We’re approaching the time of year where traders look for a Santa Claus rally, which is officially the last 5 trading days of the year and the first 2 of January, although most seem to consider it for all of December. As of now the major stock indices are down for the month.
Considering the extent of the prior rally and bullish sentiment, which has reached extreme levels, it’s quite possible that there will be no Santa rally this year, something that does not bode well for stocks in 2014 as historically bear markets follow years in which the Santa rally has failed to materialize. More importantly though than this popular seasonal indicator is the proximity to support that stock indices find themselves at, discussed in more detail below.
The focus for many this week though will be the 2 day FOMC meeting, and the seemingly endless debate about whether the FED will begin tapering its Bond purchases from this meeting or further out next year. Stocks will be looking for a delay in tapering, which if that happens may lead to a rally.
From last week on the S&P 500 “It is noticeable that the past two weeks’ gains have been extremely minimal so the rally is quite possibly tiring. There are also some momentum divergences; so how much upside the current run has remains to be seen.” As expected the S&P did continue with weakness sufficient to end the trend but has as yet not fallen too far, so a return back to new all time highs can as yet not be ruled out. RSI remains in the bull market support zone, as does the Dax discussed below, so the week ahead may be key to stock market direction, not just from the Fed decision and subsequent market reaction, but also from a technical perspective.

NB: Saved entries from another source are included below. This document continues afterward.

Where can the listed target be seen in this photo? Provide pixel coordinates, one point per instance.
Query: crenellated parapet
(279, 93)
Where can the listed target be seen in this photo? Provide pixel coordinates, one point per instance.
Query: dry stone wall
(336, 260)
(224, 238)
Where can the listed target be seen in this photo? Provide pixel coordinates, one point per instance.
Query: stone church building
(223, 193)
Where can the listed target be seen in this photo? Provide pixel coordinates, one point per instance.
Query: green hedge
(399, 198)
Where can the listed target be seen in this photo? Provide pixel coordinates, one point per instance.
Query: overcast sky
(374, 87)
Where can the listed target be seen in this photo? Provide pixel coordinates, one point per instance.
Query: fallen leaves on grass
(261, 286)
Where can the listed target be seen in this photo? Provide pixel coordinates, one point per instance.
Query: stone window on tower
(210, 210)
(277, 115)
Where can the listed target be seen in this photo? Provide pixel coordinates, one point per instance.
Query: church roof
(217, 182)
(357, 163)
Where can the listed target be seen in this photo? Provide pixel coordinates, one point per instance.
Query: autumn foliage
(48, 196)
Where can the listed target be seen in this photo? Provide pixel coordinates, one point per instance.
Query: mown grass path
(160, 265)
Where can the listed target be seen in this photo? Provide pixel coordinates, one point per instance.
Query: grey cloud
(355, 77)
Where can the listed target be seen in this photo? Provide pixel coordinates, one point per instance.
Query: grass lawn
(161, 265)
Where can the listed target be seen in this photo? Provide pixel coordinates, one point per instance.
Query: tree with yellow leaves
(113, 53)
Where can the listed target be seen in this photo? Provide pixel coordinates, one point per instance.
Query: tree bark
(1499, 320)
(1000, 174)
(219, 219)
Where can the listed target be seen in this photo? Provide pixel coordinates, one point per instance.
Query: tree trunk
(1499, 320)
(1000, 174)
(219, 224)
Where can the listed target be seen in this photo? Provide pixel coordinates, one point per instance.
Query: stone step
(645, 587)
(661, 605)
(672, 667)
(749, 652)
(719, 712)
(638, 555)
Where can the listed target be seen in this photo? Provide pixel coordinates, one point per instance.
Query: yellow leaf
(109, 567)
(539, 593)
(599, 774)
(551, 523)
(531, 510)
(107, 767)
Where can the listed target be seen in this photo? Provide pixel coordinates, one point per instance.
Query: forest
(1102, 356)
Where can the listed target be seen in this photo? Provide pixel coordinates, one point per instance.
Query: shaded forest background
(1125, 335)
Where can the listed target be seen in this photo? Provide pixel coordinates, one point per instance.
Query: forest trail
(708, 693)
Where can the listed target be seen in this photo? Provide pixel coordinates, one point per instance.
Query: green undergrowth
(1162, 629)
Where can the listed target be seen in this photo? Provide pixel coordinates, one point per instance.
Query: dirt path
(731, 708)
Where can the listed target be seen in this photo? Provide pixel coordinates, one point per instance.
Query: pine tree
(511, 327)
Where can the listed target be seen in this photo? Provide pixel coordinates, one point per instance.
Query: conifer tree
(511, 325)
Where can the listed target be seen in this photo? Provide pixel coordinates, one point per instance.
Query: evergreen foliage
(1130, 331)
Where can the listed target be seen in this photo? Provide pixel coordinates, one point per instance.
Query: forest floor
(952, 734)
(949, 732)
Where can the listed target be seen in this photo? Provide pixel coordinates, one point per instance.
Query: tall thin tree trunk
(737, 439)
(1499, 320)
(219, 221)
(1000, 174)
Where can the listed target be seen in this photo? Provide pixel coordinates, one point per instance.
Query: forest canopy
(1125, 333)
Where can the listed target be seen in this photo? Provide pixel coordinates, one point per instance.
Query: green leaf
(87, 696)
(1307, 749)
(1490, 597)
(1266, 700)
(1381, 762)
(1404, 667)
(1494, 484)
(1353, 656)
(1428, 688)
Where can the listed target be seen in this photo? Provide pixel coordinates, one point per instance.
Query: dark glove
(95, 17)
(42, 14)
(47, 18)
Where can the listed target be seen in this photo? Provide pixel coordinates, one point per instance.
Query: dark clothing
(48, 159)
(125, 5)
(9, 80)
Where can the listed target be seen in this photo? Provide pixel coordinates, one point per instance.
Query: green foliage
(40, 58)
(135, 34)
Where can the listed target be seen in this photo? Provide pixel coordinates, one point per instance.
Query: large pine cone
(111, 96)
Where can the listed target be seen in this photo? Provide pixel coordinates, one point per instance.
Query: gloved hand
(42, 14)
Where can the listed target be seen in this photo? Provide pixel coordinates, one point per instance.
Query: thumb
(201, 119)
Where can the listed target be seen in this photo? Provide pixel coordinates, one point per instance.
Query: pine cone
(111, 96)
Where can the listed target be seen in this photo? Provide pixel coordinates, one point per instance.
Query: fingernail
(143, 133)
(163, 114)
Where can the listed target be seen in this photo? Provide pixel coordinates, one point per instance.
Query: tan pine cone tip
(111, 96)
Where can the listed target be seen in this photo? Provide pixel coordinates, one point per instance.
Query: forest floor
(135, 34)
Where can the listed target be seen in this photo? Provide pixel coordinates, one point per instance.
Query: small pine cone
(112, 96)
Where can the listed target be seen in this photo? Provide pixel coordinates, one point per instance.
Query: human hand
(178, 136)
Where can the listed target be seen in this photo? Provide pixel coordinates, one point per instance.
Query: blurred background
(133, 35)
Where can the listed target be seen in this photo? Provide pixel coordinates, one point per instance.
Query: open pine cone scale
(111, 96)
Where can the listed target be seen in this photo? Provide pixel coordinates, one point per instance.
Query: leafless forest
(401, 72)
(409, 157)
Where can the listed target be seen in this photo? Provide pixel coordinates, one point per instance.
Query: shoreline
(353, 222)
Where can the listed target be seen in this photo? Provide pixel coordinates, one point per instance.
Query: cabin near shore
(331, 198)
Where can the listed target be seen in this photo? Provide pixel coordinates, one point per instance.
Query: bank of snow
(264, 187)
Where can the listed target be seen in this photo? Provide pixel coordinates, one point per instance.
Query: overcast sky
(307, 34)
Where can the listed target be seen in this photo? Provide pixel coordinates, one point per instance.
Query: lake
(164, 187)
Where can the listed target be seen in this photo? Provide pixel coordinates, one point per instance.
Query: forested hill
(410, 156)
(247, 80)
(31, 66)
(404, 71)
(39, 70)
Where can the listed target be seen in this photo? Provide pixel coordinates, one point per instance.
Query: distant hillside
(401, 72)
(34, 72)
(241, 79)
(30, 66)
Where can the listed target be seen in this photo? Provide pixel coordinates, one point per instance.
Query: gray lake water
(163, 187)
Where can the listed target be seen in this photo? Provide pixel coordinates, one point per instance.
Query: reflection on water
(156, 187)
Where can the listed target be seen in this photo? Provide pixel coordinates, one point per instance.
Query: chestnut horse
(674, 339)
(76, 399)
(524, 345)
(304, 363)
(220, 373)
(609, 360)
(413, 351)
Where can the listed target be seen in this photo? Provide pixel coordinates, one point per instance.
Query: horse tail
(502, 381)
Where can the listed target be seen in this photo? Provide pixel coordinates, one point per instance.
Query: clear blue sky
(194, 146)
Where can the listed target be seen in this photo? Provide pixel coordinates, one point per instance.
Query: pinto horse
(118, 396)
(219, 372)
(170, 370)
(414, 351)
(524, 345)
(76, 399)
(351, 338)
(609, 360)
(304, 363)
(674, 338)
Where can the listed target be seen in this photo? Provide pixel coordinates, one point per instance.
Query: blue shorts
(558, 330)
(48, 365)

The Dax has fallen to a shelf of support around the 9000 level, which will likely be tested this week. Should there be weakness in other stock markets this level may well be broken with plenty of room for a decline below this support shelf. Last week we wrote that the RSI was still in the bull market support range of 40-50. This week it fell to 40.9. A break below 40 on the RSI will give further weight to a continued decline for the Dax. In summary the price action seen early next week will very likely be critical for this market.
As trend followers we are only interested in price action and not on news events and debates about what the Fed may or may not do, or trying to predict the markets’ subsequent reaction. Price action is king and the rest is commentary.
Crude oil appears to have run out of steam as expected with RSI remaining in the 50/60 bear market resistance range, which continues to suggest that $100 will not be seen yet. The trend is still down for crude.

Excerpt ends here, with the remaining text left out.